[Pre-print] [Project Page (Coming soon)]
This repository contains the source code used in experimental evaluations for the paper "NIF25: Reducing the Gap in INR-Based Image Compression".
The Python environment can be handled using conda:
conda env create -f environment.yaml
The command above will create an environment named nif25, activated by:
conda activate nif25
To encode a single image run the encode.py scripts:
python3 encode.py <CONFIGURATION_PATH> <INPUT_IMAGE> <COMPRESSED_IMAGE>
For example, to encode the image #3 from the Kodak dataset located at "test_images/kodak/3.png" and save it at "kodim03.nif" run:
python3 encode.py configurations/nif/kodak/120.yaml test_images/kodak/3.png kodim03.nif
Analogously, you can decode a compressed image using the decode.py script:
python3 decode.py <CONFIGURATION_PATH> <COMPRESSED_IMAGE> <DECOMPRESSED_IMAGE>
To decompress the image encoded in the example above, use:
python3 decode.py configurations/nif/kodak/120.yaml kodim03.nif kodim03_decoded.png
Input files should be encoded in lossless PNG format. Output file names end with ".nif" by convention, but this is not forced by code.

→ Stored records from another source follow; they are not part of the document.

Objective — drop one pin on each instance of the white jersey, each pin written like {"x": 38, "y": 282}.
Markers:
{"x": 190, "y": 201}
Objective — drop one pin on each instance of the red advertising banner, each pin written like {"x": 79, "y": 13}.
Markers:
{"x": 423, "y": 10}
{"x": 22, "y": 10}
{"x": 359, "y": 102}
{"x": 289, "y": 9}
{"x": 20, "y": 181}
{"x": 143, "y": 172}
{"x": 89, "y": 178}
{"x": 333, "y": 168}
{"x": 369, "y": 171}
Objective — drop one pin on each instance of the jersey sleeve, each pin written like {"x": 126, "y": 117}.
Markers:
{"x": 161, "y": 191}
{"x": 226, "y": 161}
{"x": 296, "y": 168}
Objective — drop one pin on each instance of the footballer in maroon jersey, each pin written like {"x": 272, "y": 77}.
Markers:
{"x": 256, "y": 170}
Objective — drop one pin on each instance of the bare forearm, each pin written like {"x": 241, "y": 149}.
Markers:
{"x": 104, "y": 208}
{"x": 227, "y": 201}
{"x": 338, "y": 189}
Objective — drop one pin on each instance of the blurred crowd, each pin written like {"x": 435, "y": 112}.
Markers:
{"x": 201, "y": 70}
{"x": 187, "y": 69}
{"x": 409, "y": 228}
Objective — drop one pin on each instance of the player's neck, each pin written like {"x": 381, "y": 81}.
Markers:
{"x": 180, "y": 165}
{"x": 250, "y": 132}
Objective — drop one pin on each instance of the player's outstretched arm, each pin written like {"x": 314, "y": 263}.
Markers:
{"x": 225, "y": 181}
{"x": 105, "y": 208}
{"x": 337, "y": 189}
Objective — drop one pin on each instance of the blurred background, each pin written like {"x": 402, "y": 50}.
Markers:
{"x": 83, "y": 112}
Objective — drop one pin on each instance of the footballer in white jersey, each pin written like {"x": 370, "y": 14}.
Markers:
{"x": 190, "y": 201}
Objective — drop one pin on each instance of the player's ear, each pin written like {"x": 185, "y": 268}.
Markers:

To reproduce the experiments discussed in the paper, run the corresponding script in the folder "scripts/datasets/". These scripts will generate a bash file named "schedule.sh", filled with the sequence of commands that will encode a whole dataset. Logs will be saved under "logs/" and compressed files, along decompressed images and statistics will be saved under "results/".
For instance, to generate a "schedule.sh" to reproduce experiments on Kodak use:
./scripts/datasets/kodak.sh
Then execute it with ./schedule.sh.
If you want to perform a full encode-decode experiment on a single image and to export stats, on Linux/MacOS systems you can use the "scripts/run/full_experiment.sh" script as follows:
./scripts/run/experiment.sh <CONFIGURATION_PATH> <INPUT_IMAGE> <OUTPUT_FOLDER>
The compressed and then decoded images, along with stats saved in JSON, will be exported in the indicated output folder.
The kodak dataset is included in this repository, along with compressed ".nif" files that can be decoded using this software.
The uncompressed CLIC2020 validation images used in the experiments can be download at this link.